Huntington's Disease

What is Huntington's disease?

Huntington's disease is a genetic disorder that causes the progressive breakdown of nerve cells in the brain, leading to a range of symptoms, including movement problems, cognitive decline, and psychiatric disturbances.


Who's at risk for Huntington's disease?

Huntington's disease is caused by a genetic mutation that is inherited from a person's parents. Anyone who has a parent with the disease has a 50% chance of inheriting the mutation and developing the disease.


What causes Huntington's disease?

Huntington's disease is caused by a genetic mutation in the huntingtin gene, which produces a toxic protein that accumulates in the brain and damages nerve cells.


How does Huntington's disease start?

Huntington's disease typically starts in adulthood, usually between the ages of 30 and 50, although it can occur at any age. The disease progresses slowly over time, leading to a range of symptoms that worsen over time.


What are the symptoms of Huntington's disease?

The symptoms of Huntington's disease may include:

  • Movement problems, including chorea (involuntary movements) and difficulties with coordination and balance
  • Cognitive decline, including difficulties with memory, judgment, and decision-making
  • Psychiatric disturbances, including depression, anxiety, irritability, and personality changes
  • Speech and swallowing difficulties
  • Weight loss and malnutrition


How is Huntington's disease diagnosed?

Diagnosing Huntington's disease typically involves a physical examination and a review of the person's medical history and symptoms. Genetic testing may also be done to confirm the presence of the genetic mutation that causes the disease.


How can Huntington's disease be treated?

Treatment for Huntington's disease typically focuses on managing symptoms and improving quality of life. This may involve medications to help control movement problems or psychiatric disturbances, as well as physical therapy and occupational therapy to help maintain mobility and independence.


What complications may occur with Huntington's disease?

Complications of Huntington's disease may include:

  • Loss of independence and ability to perform daily activities
  • Increased risk of accidents or injuries due to movement problems
  • Social isolation or stigma related to the symptoms of the disease
  • Emotional distress or anxiety related to the diagnosis of the disease and the progression of symptoms


How can I prevent Huntington's disease?

There is currently no known way to prevent Huntington's disease, as it is a genetic disorder caused by a specific mutation in the huntingtin gene. Genetic counseling and testing may be helpful for individuals who have a family history of the disease and want to assess their risk.
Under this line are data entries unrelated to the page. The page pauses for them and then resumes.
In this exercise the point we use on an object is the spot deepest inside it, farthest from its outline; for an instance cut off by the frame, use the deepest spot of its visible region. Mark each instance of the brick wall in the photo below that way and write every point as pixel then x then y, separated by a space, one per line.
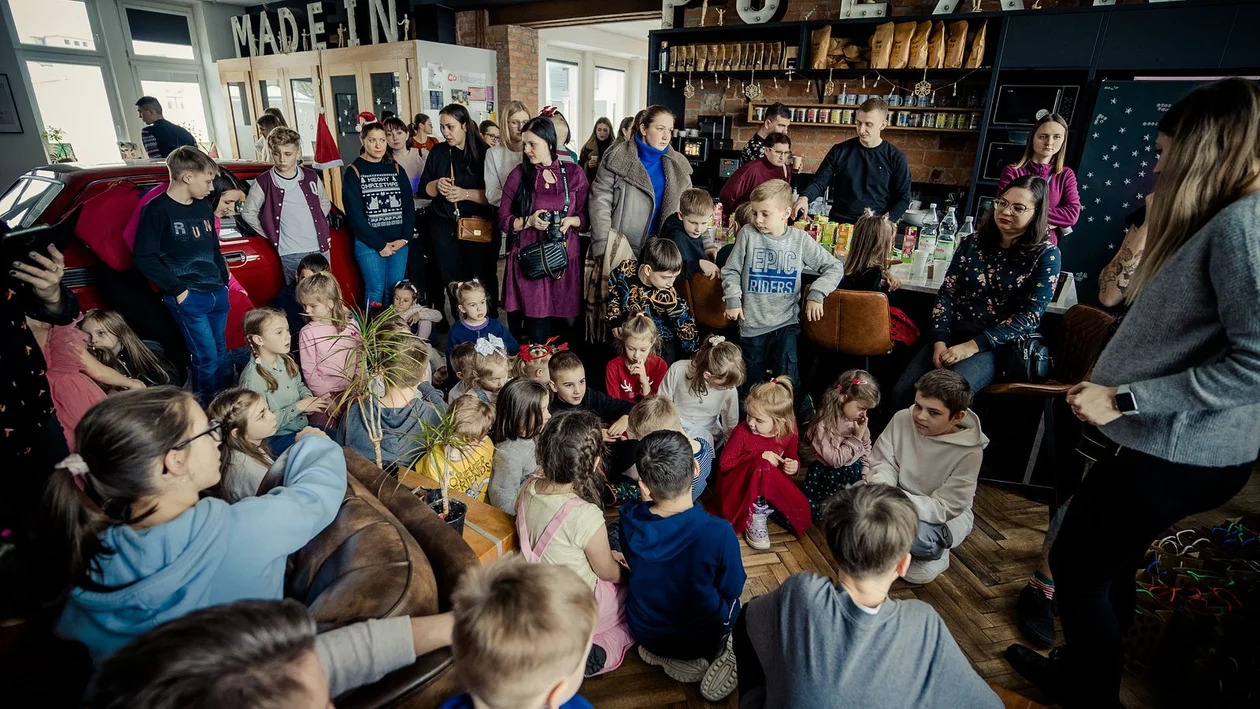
pixel 517 48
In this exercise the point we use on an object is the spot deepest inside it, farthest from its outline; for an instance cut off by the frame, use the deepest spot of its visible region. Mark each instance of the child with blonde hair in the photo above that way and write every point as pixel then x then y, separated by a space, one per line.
pixel 274 374
pixel 639 370
pixel 841 437
pixel 560 520
pixel 503 615
pixel 470 462
pixel 326 343
pixel 757 465
pixel 519 416
pixel 246 422
pixel 474 323
pixel 407 404
pixel 703 388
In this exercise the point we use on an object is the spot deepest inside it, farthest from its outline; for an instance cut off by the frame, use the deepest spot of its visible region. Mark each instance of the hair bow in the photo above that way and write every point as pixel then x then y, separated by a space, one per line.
pixel 490 344
pixel 536 351
pixel 77 467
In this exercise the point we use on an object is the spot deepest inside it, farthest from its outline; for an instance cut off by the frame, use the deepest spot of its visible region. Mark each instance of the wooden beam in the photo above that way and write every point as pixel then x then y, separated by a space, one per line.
pixel 568 13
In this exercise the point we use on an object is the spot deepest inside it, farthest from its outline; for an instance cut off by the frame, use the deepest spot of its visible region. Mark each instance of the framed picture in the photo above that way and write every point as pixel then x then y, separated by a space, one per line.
pixel 9 120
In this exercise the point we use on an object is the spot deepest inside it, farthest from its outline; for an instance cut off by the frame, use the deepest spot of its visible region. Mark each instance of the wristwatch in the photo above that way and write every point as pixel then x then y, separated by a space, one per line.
pixel 1125 401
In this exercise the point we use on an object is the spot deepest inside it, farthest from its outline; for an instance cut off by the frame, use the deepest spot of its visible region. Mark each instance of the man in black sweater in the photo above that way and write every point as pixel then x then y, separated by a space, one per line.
pixel 160 135
pixel 863 173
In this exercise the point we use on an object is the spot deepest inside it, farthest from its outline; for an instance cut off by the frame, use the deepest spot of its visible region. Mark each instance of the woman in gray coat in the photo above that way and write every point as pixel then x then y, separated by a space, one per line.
pixel 638 183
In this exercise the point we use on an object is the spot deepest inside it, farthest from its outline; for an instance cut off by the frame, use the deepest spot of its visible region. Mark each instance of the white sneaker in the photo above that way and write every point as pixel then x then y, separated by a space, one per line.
pixel 722 675
pixel 688 671
pixel 757 534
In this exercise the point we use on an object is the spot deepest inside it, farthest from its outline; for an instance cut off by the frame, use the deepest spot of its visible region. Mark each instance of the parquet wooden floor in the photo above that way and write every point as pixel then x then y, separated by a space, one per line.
pixel 977 597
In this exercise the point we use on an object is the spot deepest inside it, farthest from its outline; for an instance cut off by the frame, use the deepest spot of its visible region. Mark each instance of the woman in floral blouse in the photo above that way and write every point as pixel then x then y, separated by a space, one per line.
pixel 994 292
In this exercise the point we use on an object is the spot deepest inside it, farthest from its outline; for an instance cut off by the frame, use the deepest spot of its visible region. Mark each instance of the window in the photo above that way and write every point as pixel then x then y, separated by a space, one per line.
pixel 562 90
pixel 159 34
pixel 53 23
pixel 73 102
pixel 180 97
pixel 610 95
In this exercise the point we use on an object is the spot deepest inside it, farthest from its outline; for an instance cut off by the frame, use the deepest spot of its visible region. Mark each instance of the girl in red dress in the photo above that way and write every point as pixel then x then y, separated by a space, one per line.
pixel 757 466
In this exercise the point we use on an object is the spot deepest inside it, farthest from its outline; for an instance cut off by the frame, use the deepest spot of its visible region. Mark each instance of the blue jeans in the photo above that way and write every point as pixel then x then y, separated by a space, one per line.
pixel 776 349
pixel 203 317
pixel 979 370
pixel 379 273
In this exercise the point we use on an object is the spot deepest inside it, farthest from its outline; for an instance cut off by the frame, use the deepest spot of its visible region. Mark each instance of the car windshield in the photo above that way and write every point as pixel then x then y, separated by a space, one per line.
pixel 27 199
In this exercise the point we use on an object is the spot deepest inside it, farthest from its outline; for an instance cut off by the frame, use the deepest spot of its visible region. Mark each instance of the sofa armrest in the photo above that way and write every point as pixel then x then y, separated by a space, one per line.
pixel 449 555
pixel 425 683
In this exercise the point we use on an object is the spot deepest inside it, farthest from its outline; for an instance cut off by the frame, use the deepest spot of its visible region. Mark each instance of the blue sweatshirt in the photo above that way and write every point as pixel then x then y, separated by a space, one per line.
pixel 686 579
pixel 212 554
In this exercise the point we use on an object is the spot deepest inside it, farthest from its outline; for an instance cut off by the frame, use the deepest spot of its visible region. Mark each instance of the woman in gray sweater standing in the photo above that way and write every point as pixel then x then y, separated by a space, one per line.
pixel 1177 389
Long-term management of Huntington's disease

People with Huntington's disease may require ongoing medical care and support to manage their condition and maintain quality of life. This may involve regular check-ups with a healthcare provider, as well as support from family members, caregivers, and community resources.


What is recent research saying about Huntington's disease?

Recent research in Huntington's disease has focused on improving understanding of the genetic and biological mechanisms that cause the disease, as well as developing new treatments and therapies to slow or stop the progression of the disease. Some of the promising areas of research include:

  • Development of new medications and therapies that target the toxic protein produced by the mutated huntingtin gene
  • Investigation of the impact of environmental factors, such as diet and exercise, on the progression of the disease
  • Exploration of new approaches to gene editing and gene therapy that may help prevent or cure the disease in the future


Where can I go for more information on Huntington's disease?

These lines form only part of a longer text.